Will There Be An Arab Spring 2.0?

Paul R. Pillar

Recent disturbances in Arab countries have not yet become as far-reaching as what ensued after a Tunisian fruit vendor immolated himself in protest nine years ago, but observers are already talking about an Arab Spring 2.0. Extensive unrest has materialized in the streets of Iraq and Lebanon, along with less salient protests in Algeria, Sudan, and elsewhere. Two striking aspects of the current protests stand out and are relevant to Western policies toward the region.

One is that the sources of discontent are primarily old, familiar ones that also underlay the first Arab Spring. They involve the basic human desire for a better life. Simply put, the target of the discontent is the inability of existing political systems to deliver services and economic opportunity in a fair, uncorrupt, and effective way.

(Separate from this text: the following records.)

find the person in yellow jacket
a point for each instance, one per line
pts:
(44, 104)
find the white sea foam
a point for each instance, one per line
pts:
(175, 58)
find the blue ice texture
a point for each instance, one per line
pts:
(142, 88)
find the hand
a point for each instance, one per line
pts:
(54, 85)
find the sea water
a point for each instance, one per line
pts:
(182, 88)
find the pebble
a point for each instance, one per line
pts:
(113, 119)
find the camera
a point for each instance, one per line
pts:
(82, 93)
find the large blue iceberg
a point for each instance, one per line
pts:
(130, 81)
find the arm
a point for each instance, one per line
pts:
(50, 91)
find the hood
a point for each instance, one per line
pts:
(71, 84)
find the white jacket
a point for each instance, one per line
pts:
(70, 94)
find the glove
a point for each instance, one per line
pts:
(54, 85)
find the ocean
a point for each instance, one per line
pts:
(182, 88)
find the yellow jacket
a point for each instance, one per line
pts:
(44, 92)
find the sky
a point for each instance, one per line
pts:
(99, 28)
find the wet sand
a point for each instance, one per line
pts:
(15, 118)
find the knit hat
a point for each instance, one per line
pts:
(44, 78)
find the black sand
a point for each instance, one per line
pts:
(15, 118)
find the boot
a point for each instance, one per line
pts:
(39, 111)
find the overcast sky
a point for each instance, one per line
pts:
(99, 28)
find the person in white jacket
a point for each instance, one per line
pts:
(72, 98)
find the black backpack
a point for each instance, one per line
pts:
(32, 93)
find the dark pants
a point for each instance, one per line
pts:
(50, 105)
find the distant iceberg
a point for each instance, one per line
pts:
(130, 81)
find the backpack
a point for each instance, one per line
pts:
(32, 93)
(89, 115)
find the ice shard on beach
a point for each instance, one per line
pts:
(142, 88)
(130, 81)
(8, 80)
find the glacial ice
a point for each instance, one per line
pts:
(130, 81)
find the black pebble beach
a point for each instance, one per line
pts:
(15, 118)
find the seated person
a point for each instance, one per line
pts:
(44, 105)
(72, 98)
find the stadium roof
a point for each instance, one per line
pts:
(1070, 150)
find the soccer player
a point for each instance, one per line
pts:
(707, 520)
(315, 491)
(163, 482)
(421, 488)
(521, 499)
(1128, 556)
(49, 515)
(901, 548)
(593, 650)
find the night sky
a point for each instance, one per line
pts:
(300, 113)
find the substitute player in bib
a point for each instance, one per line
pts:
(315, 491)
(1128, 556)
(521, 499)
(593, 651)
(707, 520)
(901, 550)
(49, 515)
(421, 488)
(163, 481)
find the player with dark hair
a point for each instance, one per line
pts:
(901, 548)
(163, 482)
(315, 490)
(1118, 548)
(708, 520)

This source of unhappiness is shared by many people from different communities and with different political affinities. The unrest is not defined mainly in terms of specific ideologies or even religious and ethnic identities. Arab journalist Mina Al-Oraibi has observed that some of the unrest in Iraq “highlights how Shiite-majority provinces haven’t benefited from political parties using ‘Shiite identity’ to gain and retain power.” Understanding of the roots of the unrest is to be found not in any party’s manifesto but instead in the social and economic shortcomings analyzed in the series of United Nations-sponsored studies, the first of which was published in 2002 and issued under the name of the Arab Human Development Report.

The other major attribute of Arab Spring 2.0 is that it differs from common U.S. perceptions of troubles in the Middle East. One dominant theme in those perceptions, promoted by the neoconservatives whose control of policy in the George W. Bush administration culminated in the Iraq War, has been democracy and the concept of Middle Easterners yearning to be free of authoritarian rulers. Many Iraqis surely were happy to be free of such a rule, but in the short-term, any gratitude for assistance in shedding such a yoke was outweighed by resentment over foreign occupation—a sentiment that has influenced Iraqi policies ever since. The U.S. occupiers were met less with flowers and sweets than with insurgency.